Canalrace C.I.C. stages three premium quality ultra-distance footraces each year. The events are held on canal towpaths between Leeds and Liverpool; Birmingham and London, and Bristol and London, making them available to the widest community possible.
They are maintained on a not-for-profit basis to keep entry fees low, enabling runners of limited financial means to take part. An additional benefit is that the races have no entry criteria, so competitors do not have to have completed expensive qualifying races before entering.
In each event, at least half of the field is sustained, and given transport if necessary, by the organisers and volunteers. This makes the events achievable for those without friends or family to assist them. The friendly support given often leads to long-term friendships developing with runners stating that they feel they have joined a new family. In some cases their involvement with the races has helped to improve the mental health and social development of participants.
The stakeholders are the competitors who take part and the volunteers who staff checkpoints and feed-stations along the route.
The directors each have many years’ experience of competing in, assisting at, and organising similar events. They are well respected by competitors and volunteers, who are freely able to make suggestions for improvements, and/or criticisms, directly to the organisers throughout. This brings a strong feeling of involvement, often leading to long term commitment to the events.
As all event crew are unpaid volunteers, they are highly regarded throughout the community for “being there because they want to be”. This commitment has resulted in Canalrace C.I.C. events having a worldwide reputation for their friendly, family atmosphere.
Financial hardship support is available to runners on a case by case basis, as part of our committment to making our events financially as inclusive as possible and accessible to all. Get in touch in confidence to discuss your situation with us – be assured that any enquiry will be kept strictly confidential.
Wayne (Simo) Simpson came to GUCR via some of the world’s toughest races – including Badwater and Trans 333. After a Finish in 2003 and a DNF (probably through starting with two broken ribs) in 2005, he made the mistake of stating on his entry form that he was available to help if he didn’t get a place in the draw. His fate thus sealed, he became the most regular of the Regular GUCR Crew. As a Yorkshireman local to the Leeds & Liverpool Canal, it is not surprising that he instigated the Liverpool to Leeds Canal Races and so became an obvious candidate for Canalrace C.I.C. Director.
Keith Godden is quite literally the saviour of GUCR. He first came to the race in 2009, but waited until 2012 to cross the Little Venice finish line.
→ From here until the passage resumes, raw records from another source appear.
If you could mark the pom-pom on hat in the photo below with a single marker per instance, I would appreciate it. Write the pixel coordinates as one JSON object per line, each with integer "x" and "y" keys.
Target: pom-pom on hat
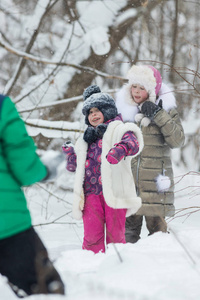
{"x": 93, "y": 97}
{"x": 146, "y": 76}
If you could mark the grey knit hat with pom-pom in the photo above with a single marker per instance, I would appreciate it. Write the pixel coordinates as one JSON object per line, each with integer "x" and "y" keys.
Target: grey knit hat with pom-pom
{"x": 93, "y": 97}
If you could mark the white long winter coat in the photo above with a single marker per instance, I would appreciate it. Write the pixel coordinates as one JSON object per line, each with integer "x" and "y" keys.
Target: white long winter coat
{"x": 117, "y": 180}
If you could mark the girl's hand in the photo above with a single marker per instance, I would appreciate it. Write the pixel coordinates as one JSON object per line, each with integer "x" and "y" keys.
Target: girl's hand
{"x": 116, "y": 154}
{"x": 67, "y": 147}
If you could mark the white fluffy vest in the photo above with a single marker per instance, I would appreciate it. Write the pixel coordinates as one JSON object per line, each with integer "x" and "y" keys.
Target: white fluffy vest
{"x": 117, "y": 180}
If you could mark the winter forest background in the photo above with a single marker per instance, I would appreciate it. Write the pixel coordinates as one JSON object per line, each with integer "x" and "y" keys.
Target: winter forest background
{"x": 51, "y": 50}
Liking the atmosphere of the event, he quietly offered to maintain its core values, when, in 2015, rumours that the current organiser was ready to give it up were confirmed. This was to be salvation for GUCR and LLCR. Under his guidance, and with the support of his family, Canalrace C.I.C has flourished and built a reputation for affordable events with top quality organisation. Being a Bristolian, with an interest in the achievements of I K Brunel, it was inevitable that a race from Temple Meads to Paddington would join the Company portfolio.
Dick Kearn was on the start line for the first GUCR, which had been hastily organised to commemorate 200 years of “Canal Mania” in 1993. Being fairly easy to recognise, he was often asked if, “that canal race you did”, would ever be staged again. Having tried his hand at race organisation on the Compton Forty, he eventually succumbed and began staging GUCR in 1996. By 2015, with the added pressure of responsibility for the Thames Ring 250 and Ridgeway 80 events, he was ready to retire from race organisation completely, but now actively enjoys the company’s shared responsibilities.
Ross Langton, although not a runner, has been an active supporter of GUCR for more years than he’d probably care to remember. He became involved through being a friend of the Kearn family – a misfortune suffered by many previous helpers.
A keen amateur photographer, he has provided us with thousands of excellent pictures of competitors and crews. It has, however, proven difficult to find one of him, because he’s so often behind the camera. (This one is at Hatton in 2007!)
In recent months he has also adopted the role of website developer and has been chiefly responsible for driving the Canalrace CIC site to fulfilment.